Obscure builders, who maybe operate in a small niche, will now have the same access as a major aftermarket motorcycle OEM would, and their product will compete on a playing field that puts more emphasis on the part’s ability to work for the given application. 3D printers will become a platform, that other products will use and build upon.

Let’s say I am in the market for new rearsets for my Ducati Streetfighter 1098 (I actually am, as the case would be), so as such, I have a set number of choices in my search.

I can choose either from the few major companies that seem to have rearsets for just about every motorcycle imaginable, or I can instead go with one of the boutique brands that cater only to Ducati motorcycles. If I am really lucky there might be a third option: a forum member on one of the major Ducati boards that has access to a machine shop, and sells his own design of foot controls — but these sort of individuals are few and far between, let me tell you.

In a world where consumer-level 3D printers are rampant and accepted though, this vendor landscape will change. For starters, I wouldn’t be purchasing a physical set of rearsets for my Ducati, I would simply be purchasing a CAM file, which I would  then download, and use to print my newly purchased rearsets.

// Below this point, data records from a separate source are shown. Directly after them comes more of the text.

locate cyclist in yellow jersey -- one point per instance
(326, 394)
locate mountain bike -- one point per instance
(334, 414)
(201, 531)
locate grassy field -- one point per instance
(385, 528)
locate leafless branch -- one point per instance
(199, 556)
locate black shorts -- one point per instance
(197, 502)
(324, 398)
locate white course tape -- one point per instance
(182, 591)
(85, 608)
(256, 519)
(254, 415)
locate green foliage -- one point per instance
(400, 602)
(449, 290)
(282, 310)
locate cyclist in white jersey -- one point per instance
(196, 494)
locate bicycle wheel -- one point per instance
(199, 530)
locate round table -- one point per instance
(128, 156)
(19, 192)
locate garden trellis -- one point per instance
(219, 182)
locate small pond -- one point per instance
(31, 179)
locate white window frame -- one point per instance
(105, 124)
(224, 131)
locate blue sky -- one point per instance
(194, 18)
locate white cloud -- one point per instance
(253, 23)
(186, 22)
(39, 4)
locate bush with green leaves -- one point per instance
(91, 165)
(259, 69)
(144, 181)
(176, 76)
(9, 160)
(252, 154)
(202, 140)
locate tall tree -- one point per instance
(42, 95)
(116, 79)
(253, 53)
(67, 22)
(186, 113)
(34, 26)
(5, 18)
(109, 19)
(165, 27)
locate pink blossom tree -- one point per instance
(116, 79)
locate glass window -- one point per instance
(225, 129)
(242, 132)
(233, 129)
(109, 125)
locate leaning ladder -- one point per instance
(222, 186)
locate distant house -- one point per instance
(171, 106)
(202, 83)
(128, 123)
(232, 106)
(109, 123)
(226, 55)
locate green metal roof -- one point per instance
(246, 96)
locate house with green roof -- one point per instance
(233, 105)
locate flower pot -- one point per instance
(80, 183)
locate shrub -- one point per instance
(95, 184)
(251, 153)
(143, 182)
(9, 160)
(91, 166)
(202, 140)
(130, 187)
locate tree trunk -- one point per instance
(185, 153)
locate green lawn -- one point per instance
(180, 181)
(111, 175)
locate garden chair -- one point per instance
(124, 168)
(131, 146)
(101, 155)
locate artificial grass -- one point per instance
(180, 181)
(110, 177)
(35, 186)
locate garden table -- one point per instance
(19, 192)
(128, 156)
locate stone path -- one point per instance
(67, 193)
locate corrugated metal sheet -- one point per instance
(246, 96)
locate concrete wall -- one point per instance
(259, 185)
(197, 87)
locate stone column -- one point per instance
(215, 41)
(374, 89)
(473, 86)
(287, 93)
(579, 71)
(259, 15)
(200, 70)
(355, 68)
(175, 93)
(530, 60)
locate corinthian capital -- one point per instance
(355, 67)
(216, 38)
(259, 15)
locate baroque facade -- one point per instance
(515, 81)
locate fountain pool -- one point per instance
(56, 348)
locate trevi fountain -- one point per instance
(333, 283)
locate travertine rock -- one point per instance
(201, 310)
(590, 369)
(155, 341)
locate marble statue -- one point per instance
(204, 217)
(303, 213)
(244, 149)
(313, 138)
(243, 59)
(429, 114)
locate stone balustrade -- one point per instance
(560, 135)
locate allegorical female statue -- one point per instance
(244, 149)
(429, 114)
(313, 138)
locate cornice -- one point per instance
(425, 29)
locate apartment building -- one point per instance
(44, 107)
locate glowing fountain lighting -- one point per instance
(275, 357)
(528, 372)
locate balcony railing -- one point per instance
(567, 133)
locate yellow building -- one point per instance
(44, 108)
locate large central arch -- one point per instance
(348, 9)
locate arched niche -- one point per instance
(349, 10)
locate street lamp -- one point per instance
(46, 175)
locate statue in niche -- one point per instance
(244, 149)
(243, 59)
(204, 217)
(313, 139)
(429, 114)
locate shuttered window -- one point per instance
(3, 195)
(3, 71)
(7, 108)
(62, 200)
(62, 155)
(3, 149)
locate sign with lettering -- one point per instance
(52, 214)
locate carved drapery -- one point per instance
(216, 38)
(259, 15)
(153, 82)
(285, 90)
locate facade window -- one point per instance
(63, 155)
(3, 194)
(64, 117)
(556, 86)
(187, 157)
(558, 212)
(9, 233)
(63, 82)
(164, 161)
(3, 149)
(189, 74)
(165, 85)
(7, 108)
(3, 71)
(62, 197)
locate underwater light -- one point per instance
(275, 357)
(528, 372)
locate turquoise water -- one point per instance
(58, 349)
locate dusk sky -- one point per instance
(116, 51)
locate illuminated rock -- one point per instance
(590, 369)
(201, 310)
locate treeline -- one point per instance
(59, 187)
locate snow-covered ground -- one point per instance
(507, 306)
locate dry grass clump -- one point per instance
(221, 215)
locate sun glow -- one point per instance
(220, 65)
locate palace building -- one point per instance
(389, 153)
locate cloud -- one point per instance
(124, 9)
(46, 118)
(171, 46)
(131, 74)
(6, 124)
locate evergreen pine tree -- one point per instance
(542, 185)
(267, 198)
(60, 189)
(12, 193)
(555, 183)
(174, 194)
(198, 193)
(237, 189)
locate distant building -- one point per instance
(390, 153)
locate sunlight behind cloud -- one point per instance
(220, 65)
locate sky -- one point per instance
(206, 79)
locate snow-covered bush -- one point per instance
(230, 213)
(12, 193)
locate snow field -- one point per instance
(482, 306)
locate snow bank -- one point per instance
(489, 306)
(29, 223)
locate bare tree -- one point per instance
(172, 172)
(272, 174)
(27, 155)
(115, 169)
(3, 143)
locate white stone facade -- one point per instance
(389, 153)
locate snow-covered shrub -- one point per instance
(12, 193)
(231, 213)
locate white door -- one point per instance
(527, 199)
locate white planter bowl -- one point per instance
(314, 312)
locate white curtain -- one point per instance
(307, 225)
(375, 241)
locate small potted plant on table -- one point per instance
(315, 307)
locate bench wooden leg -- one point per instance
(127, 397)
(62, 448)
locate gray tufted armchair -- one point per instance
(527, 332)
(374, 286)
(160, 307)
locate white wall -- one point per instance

This idea alone should make your head spin.

In my process to decide on which rearsets to purchase, it is unlikely that I will be shopping through a catalog, local dealer, or even an online store…at least not one as we know it (think less RevZilla, and more Apple iPhone App Store) — it is even possible I could finally decide on some sort of open-source design, where several builders and tinkers have created a CAM file and shared it for free on the internet. Vortex, Gilles, Ducati Performance, & Bob’s Duc Shop are all now on an equal footing.

From the perspective of the businesses, the cost of selling one pair of rearsets is the same as selling one thousand, or one million, since the consumer is footing the bill on the actual manufacturing and assembly (read: prices should DRAMATICALLY drop). It also means that there will be more Bob’s in the marketplace, giving consumers more choices and business more competition. This is called a free market economy.

In all likelihood, the pair of rearsets I end up purchasing doesn’t come from a company, they come from some college ME freshman, who is earning a little tuition money designing motorcycle parts between classes. And if he or she is good enough, they could give the aftermarket OEMs a serious run for their money.

All of this is just the tip of the iceberg though, and as printer costs drop from thousands to hundreds of dollars, while increasing in capabilities (e.g. DPI, speed, compatible materials, etc), the reality of everything discussed here, and beyond, becomes more certain. It will be interesting to see how motorcycling, one of the most conservative industries I have ever experienced, copes with this shift in technology, manufacturing, and business. Something to chew on for the weekend.